Although Indiana was not seduced by the Cult of the Name, it is all but impossible to read these pieces today and not think about how they helped shape public perception of Jeff Koons...Jenny Holzer...Gerard Richter...Eric Fischl...and the other art superstars such as Cindy Sherman, Richard Prince, Barbara Kruger, Sherri Levine, and Robert Mapplethorpe who came into his crosshairs. It is also impossible to read the columns without savoring their radioactive wit and aphoristic intelligence ... Indiana has the thankless honor of being one of our culture’s most prescient critics, and one of its most distinctive. His voice is unabashedly queer, the slant catcall of an outsider empathetic to other outsiders but combustible toward anything institutional ... Few critics today write the way Indiana does in these columns, and fewer still are so prepared to burn bridges or make enemies. Social media has arguably depressed this brand of idiosyncratic, bilious, often sarcastic criticism ... Written during the AIDS epidemic—U.S. AIDS-related deaths topped 10,000 by the end of 1985—Indiana’s criticism functioned as an existential plague journal, one man’s weekly effort to determine what’s authentic and what isn’t, what matters and what’s bullshit ... Indiana was, and remains, a different kind of writer—a sui generis mash-up of Ambrose Bierce, E. M. Cioran, Lester Bangs, and Louis-Ferdinand Céline.
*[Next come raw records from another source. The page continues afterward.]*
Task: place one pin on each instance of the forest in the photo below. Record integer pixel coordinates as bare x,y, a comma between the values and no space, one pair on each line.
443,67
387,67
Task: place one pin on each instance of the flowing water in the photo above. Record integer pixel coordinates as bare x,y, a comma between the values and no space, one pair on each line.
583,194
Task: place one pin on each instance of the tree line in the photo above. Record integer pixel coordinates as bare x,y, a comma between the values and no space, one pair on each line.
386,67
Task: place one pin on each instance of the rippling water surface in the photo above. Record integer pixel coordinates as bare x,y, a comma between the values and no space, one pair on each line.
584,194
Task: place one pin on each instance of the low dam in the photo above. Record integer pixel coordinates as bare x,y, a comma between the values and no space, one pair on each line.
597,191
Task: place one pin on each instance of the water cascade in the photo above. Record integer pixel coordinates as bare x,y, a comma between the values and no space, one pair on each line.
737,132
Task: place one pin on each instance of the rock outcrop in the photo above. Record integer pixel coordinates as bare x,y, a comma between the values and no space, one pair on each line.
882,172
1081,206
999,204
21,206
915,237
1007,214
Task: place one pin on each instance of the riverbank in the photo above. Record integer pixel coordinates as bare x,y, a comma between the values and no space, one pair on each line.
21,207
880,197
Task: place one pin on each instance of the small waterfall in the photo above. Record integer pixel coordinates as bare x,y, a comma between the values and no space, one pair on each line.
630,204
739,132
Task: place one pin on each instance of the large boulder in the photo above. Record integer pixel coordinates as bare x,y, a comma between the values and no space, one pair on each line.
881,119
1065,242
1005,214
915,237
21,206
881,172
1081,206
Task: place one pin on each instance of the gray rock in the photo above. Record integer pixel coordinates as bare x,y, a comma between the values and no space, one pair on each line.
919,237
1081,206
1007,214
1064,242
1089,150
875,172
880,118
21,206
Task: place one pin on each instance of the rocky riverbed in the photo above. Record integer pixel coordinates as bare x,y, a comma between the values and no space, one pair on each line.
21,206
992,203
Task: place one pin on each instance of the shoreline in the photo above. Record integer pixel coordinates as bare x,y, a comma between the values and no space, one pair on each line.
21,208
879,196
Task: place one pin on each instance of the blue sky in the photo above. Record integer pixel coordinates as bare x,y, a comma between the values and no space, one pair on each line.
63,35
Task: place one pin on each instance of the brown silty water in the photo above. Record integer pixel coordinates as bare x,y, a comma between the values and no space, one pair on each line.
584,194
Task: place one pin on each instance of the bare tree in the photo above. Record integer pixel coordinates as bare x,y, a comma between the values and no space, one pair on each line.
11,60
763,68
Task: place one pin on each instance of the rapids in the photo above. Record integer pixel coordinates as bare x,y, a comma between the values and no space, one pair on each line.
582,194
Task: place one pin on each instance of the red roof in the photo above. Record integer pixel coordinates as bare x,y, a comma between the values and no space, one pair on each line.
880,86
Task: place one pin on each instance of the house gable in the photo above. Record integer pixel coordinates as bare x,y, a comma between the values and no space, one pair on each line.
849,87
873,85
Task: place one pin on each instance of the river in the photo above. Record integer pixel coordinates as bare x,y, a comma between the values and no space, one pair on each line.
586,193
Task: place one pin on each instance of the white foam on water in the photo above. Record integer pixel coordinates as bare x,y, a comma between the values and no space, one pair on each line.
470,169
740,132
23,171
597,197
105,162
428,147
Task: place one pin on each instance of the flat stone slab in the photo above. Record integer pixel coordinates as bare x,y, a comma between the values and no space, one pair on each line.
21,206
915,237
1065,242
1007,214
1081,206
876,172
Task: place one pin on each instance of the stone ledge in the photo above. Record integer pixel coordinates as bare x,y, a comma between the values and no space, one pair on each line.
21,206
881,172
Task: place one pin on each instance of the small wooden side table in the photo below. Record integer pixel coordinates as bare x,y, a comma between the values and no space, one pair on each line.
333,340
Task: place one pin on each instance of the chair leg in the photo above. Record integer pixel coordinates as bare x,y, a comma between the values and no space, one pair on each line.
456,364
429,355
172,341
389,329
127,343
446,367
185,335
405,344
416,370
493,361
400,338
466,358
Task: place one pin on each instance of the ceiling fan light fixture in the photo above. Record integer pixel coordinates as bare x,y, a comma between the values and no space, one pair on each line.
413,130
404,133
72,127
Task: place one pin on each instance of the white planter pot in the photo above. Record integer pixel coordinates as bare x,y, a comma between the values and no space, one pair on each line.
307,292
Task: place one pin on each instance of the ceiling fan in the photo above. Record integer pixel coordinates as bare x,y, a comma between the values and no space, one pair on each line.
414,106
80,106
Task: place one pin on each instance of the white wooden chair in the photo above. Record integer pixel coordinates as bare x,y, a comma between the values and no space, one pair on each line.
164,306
Vile Days...is a terrific read, especially if you happened to be there during that 'stunningly deranged decade' (to quote Indiana quoting Carol Squiers) ... The columns collected in Vile Days are cynical, sarcastic, funny, outrageous, and increasingly jaundiced as mass culture, hypocrisy, and money began to take over the scene, but Indiana could also be generous and even sentimental ... At the time, read one by one, the columns were eccentric and witty. All together they are brilliant and startling[.]
At a moment when 1980s New York has returned with a vengeance in the figure of Donald Trump, Indiana’s columns have never been more relevant. Famously, Indiana’s columns raked the New York art scene over the coals. Although Indiana’s snark is fun to read, the columns now also exist as an archive documenting what it was like to live in New York City in the 1980s. When he wrote about art in the city, Indiana situated artworks and aesthetic debates within a complex tapestry of local concerns. Richard Serra’s Tilted Arc reminded him of the homeless problem in his neighborhood; an exhibit of paintings at the SoHo branch of Chase Bank called to mind the long lines in his neighborhood bank. Or, as I’ll discuss here, a piece of land art summoned the dire specter of friends who were dying of AIDS. Indiana’s columns show us many things that we have forgotten about the 1980s.